2. Plaintiff shall serve upon defendants or, if appearance has been entered by counsel, upon defendants' attorney(s), a copy of every further pleading or other document submitted for consideration by the Court. Plaintiff shall include with the original paper to be filed with the clerk of court a certificate stating the date a true and correct copy of any document was mailed to defendant or counsel. Any paper received by a district judge or magistrate judge which has not been filed with the clerk or which fails to include a certificate of service will be disregarded by the court.

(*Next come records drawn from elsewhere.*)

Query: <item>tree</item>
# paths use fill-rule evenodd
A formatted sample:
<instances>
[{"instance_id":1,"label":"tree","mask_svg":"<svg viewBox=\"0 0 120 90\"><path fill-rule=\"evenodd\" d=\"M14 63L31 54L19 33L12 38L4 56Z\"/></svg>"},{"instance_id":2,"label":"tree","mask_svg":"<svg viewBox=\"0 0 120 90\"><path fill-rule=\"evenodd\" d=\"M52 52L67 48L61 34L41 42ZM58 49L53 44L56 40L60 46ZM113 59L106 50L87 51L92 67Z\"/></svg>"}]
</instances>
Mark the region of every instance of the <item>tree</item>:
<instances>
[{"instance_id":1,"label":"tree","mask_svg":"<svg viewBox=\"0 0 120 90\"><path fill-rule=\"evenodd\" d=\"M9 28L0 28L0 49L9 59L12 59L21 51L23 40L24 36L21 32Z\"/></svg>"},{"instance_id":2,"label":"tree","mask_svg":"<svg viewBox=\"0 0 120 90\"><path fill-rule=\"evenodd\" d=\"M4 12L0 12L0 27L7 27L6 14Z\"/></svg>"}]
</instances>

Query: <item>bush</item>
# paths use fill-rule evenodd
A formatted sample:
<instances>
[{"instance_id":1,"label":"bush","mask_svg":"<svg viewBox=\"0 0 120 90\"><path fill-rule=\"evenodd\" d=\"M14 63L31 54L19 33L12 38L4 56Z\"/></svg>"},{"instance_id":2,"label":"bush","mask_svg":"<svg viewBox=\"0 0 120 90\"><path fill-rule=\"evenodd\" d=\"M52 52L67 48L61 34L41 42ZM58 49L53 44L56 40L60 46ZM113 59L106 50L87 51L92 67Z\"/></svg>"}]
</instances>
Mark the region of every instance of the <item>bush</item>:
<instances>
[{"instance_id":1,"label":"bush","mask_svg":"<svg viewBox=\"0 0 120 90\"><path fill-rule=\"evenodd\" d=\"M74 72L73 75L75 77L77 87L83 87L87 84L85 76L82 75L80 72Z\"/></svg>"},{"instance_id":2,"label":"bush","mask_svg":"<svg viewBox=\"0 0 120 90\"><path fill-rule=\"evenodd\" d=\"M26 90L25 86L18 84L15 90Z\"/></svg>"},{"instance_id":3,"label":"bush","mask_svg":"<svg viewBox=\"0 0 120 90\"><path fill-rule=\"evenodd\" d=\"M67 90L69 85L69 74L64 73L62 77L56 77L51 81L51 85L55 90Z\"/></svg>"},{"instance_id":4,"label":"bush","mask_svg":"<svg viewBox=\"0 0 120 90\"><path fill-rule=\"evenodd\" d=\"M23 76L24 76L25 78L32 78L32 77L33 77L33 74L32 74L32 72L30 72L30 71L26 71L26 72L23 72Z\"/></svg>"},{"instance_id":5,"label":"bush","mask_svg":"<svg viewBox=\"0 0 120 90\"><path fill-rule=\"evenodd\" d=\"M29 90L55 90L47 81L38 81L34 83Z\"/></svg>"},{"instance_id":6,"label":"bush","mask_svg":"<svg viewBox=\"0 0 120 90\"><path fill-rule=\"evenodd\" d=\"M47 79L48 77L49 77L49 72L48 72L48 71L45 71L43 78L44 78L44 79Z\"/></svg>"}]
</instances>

3. Plaintiff shall inform the Court promptly of any changes in plaintiff's address which may occur during the pendency of this lawsuit.
s/Stephanie K . Bowman
Stephanie K. Bowman
United States Magistrate Judge
NOTICE
Pursuant to Fed. R. Civ. P. 72(b), any party may serve and file specific, written objections to this Report & Recommendation ("R&R") within FOURTEEN (14) DAYS after being served with a copy thereof. That period may be extended further by the Court on timely motion by either side for an extension of time. All objections shall specify the portion(s) of the R&R objected to, and shall be accompanied by a memorandum of law in support of the objections. A party shall respond to an opponent's objections within FOURTEEN DAYS after being served with a copy of those objections. Failure to make objections in accordance with this procedure may forfeit rights on appeal. See Thomas v. Arn, 474 U.S. 140 (1985); United States v. Walters, 638 F.2d 947 (6th Cir. 1981).